Pelvis, sternum, scapula
growing up toward the light. Like
trillium, like arrowleaf balsam-
root. On the mountain, I find a string
of vertebrae draped across the collarbone
of a snag. A rusted trailer on its four flat
tires, insulation spilling into the sink.
In the clearing, a Sunbeam grill
is choking on weeds and the faded
chorus of newsprint. The opinions of yarrow
and lamb’s ear, the penstemon report.
When the sun sets, I watch the windows
blink on in town, their naked cords pulled quickly
and invisibly. Even when the world darkens,
the dead are all around me.
Living with the News
Yesterday, I spread a blanket by the creek,
by the metal slide and the browning volleyball net.
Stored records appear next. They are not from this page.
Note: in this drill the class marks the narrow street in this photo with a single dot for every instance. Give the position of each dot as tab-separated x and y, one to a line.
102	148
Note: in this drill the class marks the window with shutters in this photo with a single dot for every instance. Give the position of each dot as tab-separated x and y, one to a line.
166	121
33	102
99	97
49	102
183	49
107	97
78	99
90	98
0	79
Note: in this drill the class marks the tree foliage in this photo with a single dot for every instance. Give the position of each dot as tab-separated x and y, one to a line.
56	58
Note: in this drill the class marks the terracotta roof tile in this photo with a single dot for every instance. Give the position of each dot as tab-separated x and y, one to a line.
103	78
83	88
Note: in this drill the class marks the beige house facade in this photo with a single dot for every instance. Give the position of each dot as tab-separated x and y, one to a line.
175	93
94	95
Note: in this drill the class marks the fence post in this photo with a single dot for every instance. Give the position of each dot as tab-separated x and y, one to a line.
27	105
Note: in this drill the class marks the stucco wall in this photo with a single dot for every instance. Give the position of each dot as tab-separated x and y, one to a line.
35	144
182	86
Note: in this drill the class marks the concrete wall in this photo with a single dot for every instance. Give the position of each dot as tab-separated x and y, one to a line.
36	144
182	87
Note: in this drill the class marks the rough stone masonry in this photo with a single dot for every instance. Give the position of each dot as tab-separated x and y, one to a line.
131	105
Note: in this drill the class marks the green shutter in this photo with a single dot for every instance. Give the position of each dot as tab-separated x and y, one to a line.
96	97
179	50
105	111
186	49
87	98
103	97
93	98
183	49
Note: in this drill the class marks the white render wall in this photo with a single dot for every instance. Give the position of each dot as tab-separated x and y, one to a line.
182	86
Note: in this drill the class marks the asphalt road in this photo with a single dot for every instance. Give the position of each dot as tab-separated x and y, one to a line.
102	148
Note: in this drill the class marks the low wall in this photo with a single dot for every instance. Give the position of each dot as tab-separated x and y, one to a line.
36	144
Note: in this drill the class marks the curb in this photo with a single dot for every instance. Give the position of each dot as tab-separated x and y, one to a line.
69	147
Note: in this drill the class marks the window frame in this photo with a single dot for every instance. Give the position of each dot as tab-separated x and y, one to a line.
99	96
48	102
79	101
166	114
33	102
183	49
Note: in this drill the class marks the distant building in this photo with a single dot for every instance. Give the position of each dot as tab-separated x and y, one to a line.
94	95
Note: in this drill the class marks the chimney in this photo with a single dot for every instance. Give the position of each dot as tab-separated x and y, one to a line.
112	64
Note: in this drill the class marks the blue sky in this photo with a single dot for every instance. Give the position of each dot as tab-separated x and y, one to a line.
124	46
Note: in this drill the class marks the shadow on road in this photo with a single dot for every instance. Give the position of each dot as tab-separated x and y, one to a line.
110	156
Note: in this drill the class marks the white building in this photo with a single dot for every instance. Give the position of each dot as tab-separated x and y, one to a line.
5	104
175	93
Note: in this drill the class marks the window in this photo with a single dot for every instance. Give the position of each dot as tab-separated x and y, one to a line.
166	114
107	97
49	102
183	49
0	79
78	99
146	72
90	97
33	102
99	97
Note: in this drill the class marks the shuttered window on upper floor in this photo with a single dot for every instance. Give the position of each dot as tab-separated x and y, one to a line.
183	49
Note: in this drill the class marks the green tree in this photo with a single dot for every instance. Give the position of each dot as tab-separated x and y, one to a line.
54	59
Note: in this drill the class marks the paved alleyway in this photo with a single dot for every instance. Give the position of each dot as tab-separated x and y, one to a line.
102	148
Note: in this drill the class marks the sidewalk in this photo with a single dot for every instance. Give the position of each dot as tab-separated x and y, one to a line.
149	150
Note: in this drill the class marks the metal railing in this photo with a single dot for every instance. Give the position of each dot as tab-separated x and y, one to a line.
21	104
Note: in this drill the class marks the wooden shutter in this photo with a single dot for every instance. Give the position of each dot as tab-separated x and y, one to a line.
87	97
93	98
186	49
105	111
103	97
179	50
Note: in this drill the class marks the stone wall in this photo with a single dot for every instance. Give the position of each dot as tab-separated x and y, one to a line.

An abandoned outhouse crouched in a bunker squat
at the base of a pine. I am teasing
a mist of contact between yesterday and today.
When the salt waters of history part,
what brings them back together again?
Sprinklers are drifting their crossfire onto
the sidewalk and no one can stop them. Not even
the man who flayed a yellow tire into the shape of a horse
for his children to swing on, or me, alone in my kitchen.
Golem
In the other world,
I stand in the shower
until my fingers prune.
The yellow cowhide work gloves
dry in their pile behind the door.
In my mouth, there are many
short-hand messages
scribbled on a folded piece of paper.
None of them are my name.
Still, I begin to move.
Miriam is a poet and translator. Their poetry appears in Colorado Review, Black Warrior Review, The Greensboro Review, and elsewhere. Their translation of Astrakanerna (The Garden of the Dead) by Marie Lundquist won an Honorable Mention in the 2024 Nadia Christensen Translation Prize and is forthcoming with Ugly Duckling Presse. Miriam’s writing has received support from the Vermont Studio Center and the American Literary Translators Association. They live in Moscow, Idaho where they serve as the 2025-2027 Moscow Poet Laureate.